The preceding chapters are devoted to the development of a theory to predict the characteristics of arrays of physically real dipoles and monopoles. This chapter is concerned with the experimental determination of these characteristics and with the correlation of measured and theoretical results. In practice, the mathematical intricacies of theoretical formulas can be largely avoided by means of a computer programme to which a user need only supply the parameters of a particular array to obtain radiation patterns, driving-point admittances or impedances, and other characteristics. When programmed in this manner, the computer becomes a simulator which can be substituted for the repeated testing and adjusting commonly required in designing an array. However, the value of such a simulator rests entirely on how well predictions agree with observation when the final model is assembled.
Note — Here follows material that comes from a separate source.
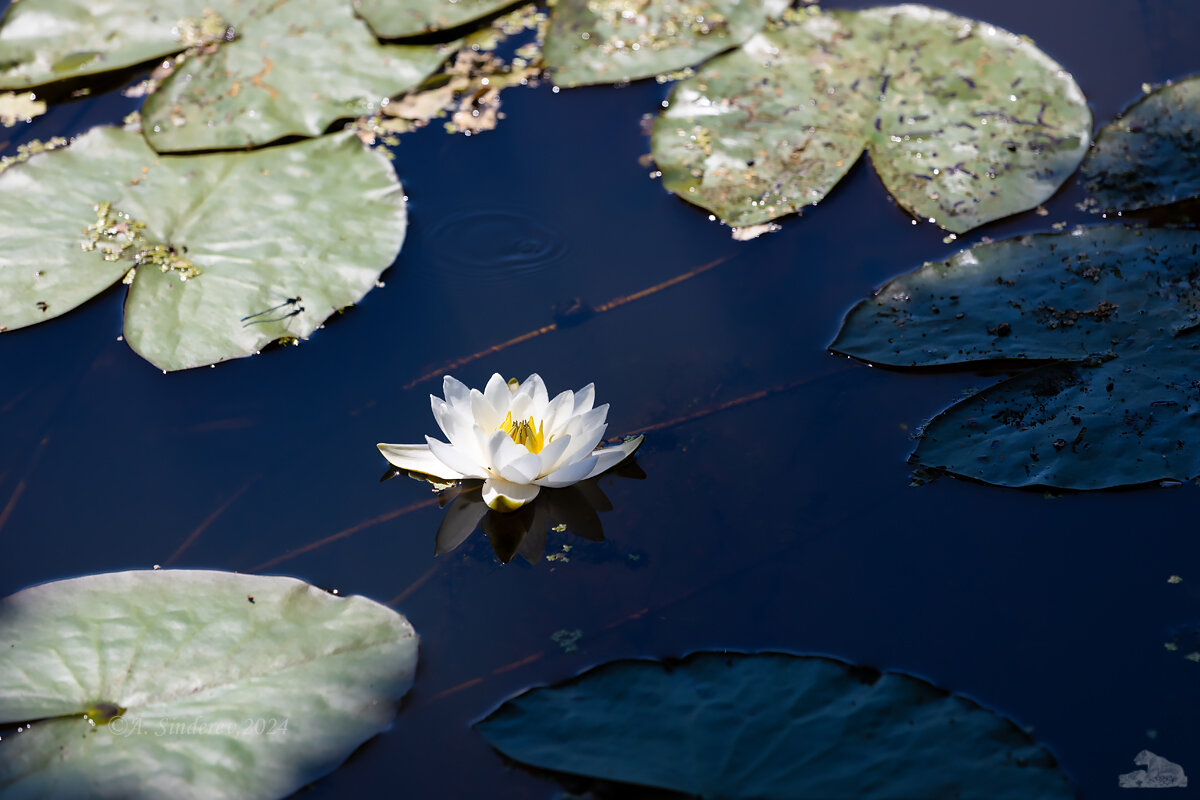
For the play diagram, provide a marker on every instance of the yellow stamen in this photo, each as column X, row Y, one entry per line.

Comparisons in the preceding chapters between measured and computed results indicate that the theory is capable of describing an actual experimental model with acceptable accuracy. However, in applying the theoretical results to different experimental systems, account must be taken of certain considerations and precautions if such agreement is to be obtained. It is these considerations which are of primary concern in the present chapter.

The required measuring techniques have been discussed in general in several books; the purpose here is to examine difficulties and procedures which apply particularly to arrays of dipoles and monopoles. Although the discussions are not restricted to any particular range of frequencies, most of the procedures have been used in the 100–1200 MHz range.